Al proponer el año pasado que el gobierno norteamericano dejara de aportarle más de 500 millones de dólares al Programa de Artes y Humanidades y al Instituto de Museos y Bibliotecas, el presidente Donald Trump reavivó el gran debate mundial en torno a la función y el lugar del arte dentro de la sociedad contemporánea, y, por ende, del papel del Estado para garantizar la formación y el acceso a las expresiones artísticas y culturales.
En Colombia y Caldas el arte y la cultura siguen siendo las cenicientas del cuento, y no precisamente las del final del cuento, como lo expresaba hace pocos días Leonardo Arias de la Corporación Teatral Actores en Escena de Manizales. A pesar de representar el 3,3% del PIB y el 5,8% del empleo en el país, cifras superiores a las de países como Reino Unido o Finlandia, el presupuesto de la cultura sigue estando en el baúl de las últimas prioridades.
El presupuesto del Ministerio de Cultura es de 390 mil millones de pesos, o lo que es igual, el 0,1% del PIB y el 0,2% del presupuesto anual. Esto implica que los recursos públicos destinados a esta área son equivalentes a 7.800 pesos por persona al año, muy lejos del gasto per cápita en los países del norte de Europa, donde se invierten $629 mil pesos (80 veces más) o del promedio de la Unión Europea, donde se asignan 350 mil pesos (44 veces más). El presupuesto no es solo reducido sino fragmentado y condicionado ya que proviene de fuentes tan diversas como el presupuesto nacional, los presupuestos departamentales y municipales, las estampillas, el impuesto al consumo a la telefonía celular y la ley de espectáculos públicos, entre otros.
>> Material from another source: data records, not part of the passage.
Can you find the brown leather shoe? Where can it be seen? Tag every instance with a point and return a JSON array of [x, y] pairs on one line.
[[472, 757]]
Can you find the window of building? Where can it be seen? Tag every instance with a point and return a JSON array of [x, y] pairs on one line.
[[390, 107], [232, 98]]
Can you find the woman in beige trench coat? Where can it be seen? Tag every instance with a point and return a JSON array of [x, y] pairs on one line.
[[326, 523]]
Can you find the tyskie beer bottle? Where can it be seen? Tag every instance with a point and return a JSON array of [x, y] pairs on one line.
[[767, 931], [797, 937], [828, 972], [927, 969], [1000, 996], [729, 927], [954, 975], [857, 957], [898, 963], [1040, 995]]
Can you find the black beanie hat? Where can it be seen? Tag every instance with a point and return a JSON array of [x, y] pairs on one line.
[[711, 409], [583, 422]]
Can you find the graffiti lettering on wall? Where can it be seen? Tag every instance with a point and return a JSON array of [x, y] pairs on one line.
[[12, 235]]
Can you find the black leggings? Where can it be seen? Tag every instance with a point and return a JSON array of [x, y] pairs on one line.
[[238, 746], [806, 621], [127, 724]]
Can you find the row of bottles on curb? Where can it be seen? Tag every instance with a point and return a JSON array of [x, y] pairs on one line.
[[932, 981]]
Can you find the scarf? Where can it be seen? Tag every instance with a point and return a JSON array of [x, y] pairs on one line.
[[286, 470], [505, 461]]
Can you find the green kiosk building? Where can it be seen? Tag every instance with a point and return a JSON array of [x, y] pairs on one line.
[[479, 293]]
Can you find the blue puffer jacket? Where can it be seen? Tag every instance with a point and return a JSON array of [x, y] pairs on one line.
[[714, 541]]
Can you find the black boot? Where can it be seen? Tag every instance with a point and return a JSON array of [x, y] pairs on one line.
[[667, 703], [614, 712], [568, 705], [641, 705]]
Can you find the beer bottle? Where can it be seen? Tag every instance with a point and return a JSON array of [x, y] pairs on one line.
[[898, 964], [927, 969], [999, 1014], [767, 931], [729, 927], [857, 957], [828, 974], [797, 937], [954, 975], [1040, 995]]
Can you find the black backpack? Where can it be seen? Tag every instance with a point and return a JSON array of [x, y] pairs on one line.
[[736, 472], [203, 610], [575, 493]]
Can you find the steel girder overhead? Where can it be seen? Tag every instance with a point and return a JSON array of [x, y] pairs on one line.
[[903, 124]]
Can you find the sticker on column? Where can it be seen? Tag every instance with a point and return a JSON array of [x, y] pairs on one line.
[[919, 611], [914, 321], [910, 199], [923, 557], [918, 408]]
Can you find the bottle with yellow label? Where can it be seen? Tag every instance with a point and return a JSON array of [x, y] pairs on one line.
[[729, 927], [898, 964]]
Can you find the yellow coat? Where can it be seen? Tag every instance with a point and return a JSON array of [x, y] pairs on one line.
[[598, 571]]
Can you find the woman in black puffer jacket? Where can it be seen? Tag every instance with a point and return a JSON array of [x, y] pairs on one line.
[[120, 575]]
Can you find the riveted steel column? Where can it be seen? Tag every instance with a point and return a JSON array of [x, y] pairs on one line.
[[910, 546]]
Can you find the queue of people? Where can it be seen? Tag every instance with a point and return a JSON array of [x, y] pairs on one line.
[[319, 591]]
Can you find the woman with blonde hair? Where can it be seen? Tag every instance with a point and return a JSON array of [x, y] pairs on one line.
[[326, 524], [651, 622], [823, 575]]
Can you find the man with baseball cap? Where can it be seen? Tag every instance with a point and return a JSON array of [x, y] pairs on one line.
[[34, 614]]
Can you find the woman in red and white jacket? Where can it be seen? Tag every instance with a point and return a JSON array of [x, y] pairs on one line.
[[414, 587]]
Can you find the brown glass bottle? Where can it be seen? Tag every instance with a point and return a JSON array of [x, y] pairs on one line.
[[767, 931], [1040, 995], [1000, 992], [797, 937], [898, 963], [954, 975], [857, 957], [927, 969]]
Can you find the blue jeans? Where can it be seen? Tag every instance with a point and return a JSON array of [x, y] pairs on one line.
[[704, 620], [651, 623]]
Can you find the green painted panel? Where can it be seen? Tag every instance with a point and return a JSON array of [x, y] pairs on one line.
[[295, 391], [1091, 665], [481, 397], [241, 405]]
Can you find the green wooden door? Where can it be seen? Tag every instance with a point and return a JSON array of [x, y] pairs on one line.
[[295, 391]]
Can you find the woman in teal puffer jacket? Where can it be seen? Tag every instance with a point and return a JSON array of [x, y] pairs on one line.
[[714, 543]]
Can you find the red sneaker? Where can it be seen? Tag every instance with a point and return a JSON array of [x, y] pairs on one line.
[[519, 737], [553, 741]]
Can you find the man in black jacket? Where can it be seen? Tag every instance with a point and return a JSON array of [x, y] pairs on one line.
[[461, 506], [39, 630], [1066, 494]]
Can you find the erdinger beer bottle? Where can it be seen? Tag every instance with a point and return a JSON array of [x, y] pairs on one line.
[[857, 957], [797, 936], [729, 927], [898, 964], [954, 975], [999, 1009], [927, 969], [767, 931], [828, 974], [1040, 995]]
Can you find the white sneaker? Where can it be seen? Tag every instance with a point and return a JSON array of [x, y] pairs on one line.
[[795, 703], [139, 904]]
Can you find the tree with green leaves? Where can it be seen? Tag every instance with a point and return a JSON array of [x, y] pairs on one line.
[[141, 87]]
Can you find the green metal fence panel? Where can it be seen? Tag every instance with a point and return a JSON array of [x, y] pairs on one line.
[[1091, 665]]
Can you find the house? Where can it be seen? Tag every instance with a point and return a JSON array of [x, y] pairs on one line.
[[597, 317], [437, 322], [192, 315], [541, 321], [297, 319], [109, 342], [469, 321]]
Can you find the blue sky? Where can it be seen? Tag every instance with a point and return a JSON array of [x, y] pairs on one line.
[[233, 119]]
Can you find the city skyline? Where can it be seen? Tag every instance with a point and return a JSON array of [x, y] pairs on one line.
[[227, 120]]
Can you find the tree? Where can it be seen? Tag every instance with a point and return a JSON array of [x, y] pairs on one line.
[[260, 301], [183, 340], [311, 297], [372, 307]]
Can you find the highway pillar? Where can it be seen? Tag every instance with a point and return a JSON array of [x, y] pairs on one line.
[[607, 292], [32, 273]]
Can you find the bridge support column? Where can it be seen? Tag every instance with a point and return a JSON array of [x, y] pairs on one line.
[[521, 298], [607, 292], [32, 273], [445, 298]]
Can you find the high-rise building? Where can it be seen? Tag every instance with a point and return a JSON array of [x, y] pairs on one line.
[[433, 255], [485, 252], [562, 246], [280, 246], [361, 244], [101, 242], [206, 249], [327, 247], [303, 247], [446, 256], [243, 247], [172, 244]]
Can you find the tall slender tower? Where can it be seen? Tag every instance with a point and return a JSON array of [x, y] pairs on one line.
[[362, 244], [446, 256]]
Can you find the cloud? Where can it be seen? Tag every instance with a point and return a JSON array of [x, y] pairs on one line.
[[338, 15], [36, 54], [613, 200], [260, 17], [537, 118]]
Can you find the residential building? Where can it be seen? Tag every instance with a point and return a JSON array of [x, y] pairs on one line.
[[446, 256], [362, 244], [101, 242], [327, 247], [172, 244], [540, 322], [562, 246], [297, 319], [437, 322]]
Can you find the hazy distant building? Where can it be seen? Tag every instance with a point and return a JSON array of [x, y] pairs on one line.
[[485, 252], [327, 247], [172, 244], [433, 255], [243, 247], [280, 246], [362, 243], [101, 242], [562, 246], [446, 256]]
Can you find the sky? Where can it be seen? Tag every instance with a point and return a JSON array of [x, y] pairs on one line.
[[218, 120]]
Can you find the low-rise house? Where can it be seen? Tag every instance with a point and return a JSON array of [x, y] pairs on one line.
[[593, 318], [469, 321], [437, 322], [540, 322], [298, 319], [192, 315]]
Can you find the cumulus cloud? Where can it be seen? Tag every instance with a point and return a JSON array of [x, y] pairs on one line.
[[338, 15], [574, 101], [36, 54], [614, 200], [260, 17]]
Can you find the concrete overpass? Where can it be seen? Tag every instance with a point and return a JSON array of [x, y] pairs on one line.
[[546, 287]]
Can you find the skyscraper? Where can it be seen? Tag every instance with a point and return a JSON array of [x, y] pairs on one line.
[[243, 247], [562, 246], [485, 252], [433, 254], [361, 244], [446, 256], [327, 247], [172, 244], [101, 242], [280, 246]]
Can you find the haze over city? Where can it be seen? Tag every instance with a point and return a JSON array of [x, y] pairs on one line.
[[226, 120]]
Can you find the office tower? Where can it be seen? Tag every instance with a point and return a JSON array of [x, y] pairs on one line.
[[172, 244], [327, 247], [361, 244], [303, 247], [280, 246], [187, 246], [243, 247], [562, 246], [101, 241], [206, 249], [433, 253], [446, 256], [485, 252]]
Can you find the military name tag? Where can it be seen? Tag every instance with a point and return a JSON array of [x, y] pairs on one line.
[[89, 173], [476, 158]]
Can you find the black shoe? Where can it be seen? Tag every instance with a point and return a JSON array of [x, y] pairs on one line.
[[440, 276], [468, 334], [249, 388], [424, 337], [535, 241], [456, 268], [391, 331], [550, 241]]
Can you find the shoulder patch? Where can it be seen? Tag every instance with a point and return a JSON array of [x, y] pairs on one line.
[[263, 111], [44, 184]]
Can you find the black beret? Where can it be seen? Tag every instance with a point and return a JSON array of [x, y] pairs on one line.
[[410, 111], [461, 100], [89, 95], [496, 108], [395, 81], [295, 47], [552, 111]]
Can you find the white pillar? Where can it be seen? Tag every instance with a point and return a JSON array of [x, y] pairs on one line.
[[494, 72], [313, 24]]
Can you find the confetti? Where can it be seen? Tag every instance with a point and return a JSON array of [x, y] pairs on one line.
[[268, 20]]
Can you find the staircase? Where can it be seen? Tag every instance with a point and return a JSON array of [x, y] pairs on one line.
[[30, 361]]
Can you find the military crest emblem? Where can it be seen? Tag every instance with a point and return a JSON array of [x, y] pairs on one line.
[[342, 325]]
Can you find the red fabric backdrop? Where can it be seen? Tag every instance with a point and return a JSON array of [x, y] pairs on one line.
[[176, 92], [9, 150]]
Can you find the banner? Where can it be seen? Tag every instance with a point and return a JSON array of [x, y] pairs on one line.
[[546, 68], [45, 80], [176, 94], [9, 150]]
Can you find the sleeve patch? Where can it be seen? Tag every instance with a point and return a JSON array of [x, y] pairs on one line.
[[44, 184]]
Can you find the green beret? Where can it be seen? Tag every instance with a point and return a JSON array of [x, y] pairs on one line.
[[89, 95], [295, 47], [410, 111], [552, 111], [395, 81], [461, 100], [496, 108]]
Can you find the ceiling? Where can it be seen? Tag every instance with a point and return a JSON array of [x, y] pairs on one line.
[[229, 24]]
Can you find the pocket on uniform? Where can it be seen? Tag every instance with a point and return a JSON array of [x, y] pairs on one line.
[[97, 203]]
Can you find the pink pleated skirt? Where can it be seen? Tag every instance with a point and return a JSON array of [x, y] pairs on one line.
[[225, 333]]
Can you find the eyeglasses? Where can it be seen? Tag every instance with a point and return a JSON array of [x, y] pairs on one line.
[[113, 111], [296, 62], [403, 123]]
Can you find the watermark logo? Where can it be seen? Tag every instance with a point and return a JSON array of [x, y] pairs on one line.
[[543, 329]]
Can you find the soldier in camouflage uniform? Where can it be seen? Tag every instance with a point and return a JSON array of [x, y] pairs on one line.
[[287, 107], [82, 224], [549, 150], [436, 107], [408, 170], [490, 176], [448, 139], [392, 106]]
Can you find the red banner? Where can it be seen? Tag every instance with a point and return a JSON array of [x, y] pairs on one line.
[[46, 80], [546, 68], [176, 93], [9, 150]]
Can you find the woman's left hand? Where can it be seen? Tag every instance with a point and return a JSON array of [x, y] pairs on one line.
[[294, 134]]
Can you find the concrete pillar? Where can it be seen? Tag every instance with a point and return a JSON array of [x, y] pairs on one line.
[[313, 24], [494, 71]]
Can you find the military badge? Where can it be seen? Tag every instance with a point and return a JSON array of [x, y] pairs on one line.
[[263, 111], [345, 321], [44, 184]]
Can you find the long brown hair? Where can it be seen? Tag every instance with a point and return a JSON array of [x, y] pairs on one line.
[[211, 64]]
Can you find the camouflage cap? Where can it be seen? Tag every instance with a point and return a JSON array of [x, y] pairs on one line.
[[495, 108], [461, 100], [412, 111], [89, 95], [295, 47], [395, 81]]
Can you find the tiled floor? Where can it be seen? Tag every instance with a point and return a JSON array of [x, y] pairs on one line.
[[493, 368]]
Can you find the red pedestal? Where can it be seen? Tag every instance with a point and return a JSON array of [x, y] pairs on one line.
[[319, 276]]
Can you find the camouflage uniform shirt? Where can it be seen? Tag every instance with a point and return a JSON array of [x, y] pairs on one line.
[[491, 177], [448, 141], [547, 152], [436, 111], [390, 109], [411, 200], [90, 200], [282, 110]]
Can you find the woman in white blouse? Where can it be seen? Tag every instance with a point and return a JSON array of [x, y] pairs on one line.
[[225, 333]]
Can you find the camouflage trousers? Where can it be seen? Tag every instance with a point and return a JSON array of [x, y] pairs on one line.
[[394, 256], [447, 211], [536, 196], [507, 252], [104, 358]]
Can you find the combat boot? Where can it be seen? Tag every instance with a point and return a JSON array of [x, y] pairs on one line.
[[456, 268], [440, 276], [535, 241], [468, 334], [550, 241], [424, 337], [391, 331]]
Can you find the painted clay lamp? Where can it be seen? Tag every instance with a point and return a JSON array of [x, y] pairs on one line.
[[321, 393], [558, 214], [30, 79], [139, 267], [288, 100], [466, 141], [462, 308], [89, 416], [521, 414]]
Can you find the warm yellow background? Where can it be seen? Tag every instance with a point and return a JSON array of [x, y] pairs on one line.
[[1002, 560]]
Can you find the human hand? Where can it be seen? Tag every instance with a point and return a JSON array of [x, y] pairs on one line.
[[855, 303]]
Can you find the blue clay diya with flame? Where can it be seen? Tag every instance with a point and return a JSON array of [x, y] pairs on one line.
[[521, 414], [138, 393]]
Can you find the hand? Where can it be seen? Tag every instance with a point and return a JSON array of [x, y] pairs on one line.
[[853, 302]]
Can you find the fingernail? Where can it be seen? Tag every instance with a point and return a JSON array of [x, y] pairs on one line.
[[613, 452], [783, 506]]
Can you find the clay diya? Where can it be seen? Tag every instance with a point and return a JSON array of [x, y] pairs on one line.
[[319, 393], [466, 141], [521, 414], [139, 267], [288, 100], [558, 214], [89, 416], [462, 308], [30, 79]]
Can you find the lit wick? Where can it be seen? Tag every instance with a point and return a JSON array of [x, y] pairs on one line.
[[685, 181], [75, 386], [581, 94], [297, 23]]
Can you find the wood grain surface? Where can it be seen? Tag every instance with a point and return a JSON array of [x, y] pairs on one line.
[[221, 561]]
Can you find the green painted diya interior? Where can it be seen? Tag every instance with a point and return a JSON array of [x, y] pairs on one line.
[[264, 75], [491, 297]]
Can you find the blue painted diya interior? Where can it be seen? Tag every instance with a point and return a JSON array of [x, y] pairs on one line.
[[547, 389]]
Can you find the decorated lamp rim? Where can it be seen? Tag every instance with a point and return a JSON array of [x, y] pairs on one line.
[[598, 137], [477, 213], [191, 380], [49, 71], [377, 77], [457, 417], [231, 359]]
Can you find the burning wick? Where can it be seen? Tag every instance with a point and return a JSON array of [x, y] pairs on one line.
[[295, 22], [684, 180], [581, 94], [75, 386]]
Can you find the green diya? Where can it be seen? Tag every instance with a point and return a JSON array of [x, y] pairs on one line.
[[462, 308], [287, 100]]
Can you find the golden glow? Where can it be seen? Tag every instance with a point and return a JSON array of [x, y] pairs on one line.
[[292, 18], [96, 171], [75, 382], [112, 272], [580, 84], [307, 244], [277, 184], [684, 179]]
Además de ser reducido y fragmentado, no existen políticas claras para distribuir los presupuestos de los entes territoriales y municipales, ya que, salvo algunas excepciones como las de Medellín, que cuenta con un Plan de Desarrollo Cultural desde 1990, la asignación se hace sin criterios claros y muchas veces con intereses electorales o ajenos al bienestar del sector. Es común ver en época de elecciones a los contratistas de las entidades culturales (y de tantas otras instituciones públicas) siendo arriados hacia las urnas para apoyar a los candidatos de sus jefes, a pesar de que son por lo general quienes le brindan poco o nulo apoyo al sector.
Lo que sí se ha impulsado como política artística y cultural a nivel nacional son los TLC y la Ley de Economía Naranja, la cual creó un consejo con la presencia de 7 ministros y sin ningún artista o creador, y promueve la lucha por recursos públicos entre las industrias creativas de países como Estados Unidos y la industria local, tal y como ha sucedido con la Ley del Cine, que le ha servido a las productoras norteamericanas, pero no al desarrollo del sector cinematográfico nacional. Esto es como poner al Barcelona de Lionel Messi a competir contra el equipo de fútbol del Jardín Manitos Creativas.
Además, en términos de formación artística y cultural sigue existiendo una gigantesca brecha. A la par de la crisis educativa en el sector público, se ha ido marchitando la educación artística en los colegios estatales y los docentes de estas áreas son concebidos como maestros de ceremonias o amenizadores de actos públicos. Mientras en los países de la OCDE, se enseñan 100 horas de educación artística al año, los docentes trabajan 700 horas y perciben un salario promedio de 10 millones de pesos al mes, nuestros docentes trabajan 1.200 horas al año y ganan en promedio 2,6 millones de pesos, esto es, trabajan 500 horas más al año y ganan 4 veces menos.
El arte y la cultura, como expresiones que preservan y desarrollan la identidad nacional, tienen que ser impulsados como un sector vigoroso mediante un presupuesto adecuado, políticas que trasciendan las administraciones de turno y una formación temprana garantizada por el Estado ya que asegura el acceso de todos aquellos que no podrían hacerlo de otra manera.
Ya es hora de que el sector se ponga las zapatillas, no de la cenicienta, sino para batallar por un trato digno y acorde con las necesidades reales del país.